Вслепую - Клаудио Магрис
Шрифт:
Интервал:
Закладка:
Единственное, что она мне дала, это ту улыбку. Действительно, в Кристиансборге она была со мной строга, почти никогда не брала меня на руки, не обнимала, как часто делала это с Урбаном. Но всё это было для того, чтобы закалить меня, воспитать во мне твёрдый дух и готовность бороться с жизненными невзгодами. Урбан постоянно сидел дома, ему не было нужды становиться толстокожим, ему незачем было думать о том, что когда-либо придётся выносить арктический холод, экваториальную жару, артиллерийские выстрелы, гром пушек, он вовсе не нуждался в умении терпеть боль от ударов хлыстом. А я уже в четырнадцать лет был юнгой на борту английского углевоза «Джейн». И слава Богу, что я не был маменькиным сынком и обошёлся без слезливых поцелуев на прощание.

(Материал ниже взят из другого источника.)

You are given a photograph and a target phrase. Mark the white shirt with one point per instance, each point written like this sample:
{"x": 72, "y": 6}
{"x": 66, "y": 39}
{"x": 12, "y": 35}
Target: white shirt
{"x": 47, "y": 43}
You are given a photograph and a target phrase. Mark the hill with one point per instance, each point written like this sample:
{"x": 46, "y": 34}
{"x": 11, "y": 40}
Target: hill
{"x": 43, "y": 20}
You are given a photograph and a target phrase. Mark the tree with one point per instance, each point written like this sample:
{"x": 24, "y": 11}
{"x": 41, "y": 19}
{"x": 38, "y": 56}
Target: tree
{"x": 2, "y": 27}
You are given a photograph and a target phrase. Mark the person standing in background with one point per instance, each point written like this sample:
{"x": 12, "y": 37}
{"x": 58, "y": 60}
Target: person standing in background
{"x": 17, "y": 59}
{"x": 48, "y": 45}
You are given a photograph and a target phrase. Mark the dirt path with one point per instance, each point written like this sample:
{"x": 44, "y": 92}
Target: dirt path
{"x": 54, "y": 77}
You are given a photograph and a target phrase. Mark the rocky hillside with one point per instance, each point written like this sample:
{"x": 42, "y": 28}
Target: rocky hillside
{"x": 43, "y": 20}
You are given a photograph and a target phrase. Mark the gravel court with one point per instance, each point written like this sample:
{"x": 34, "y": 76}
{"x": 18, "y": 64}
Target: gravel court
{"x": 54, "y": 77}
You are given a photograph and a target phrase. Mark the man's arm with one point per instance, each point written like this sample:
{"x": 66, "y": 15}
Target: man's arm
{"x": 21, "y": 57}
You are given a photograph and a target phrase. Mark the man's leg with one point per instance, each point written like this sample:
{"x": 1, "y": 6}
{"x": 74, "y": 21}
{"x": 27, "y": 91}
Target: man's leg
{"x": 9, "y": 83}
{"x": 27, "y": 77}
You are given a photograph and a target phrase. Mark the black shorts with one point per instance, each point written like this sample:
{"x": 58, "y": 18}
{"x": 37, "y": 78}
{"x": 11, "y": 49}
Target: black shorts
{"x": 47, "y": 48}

Как видите, мы с Вами находимся в таком месте, где вспоминается лучше всего. Иногда я почитываю некоторые свои документы и припоминаю ещё лучше — так делают многие, особенно страдающие приступами амнезии старики. Дневник или письмо тех лет помогают вытащить из замусоренного колодца памяти целые годы. Проще говоря, я вспоминаю, а Вы вправе этим воспользоваться, разрешаю. Подобное открытие может принести Вам славу. Я такой человек, мне не жалко: сделайте из этого революционное научное открытие, и Вам все лавры. Мне совершенно не интересно, кто революции творит, мне важен сам факт её свершения.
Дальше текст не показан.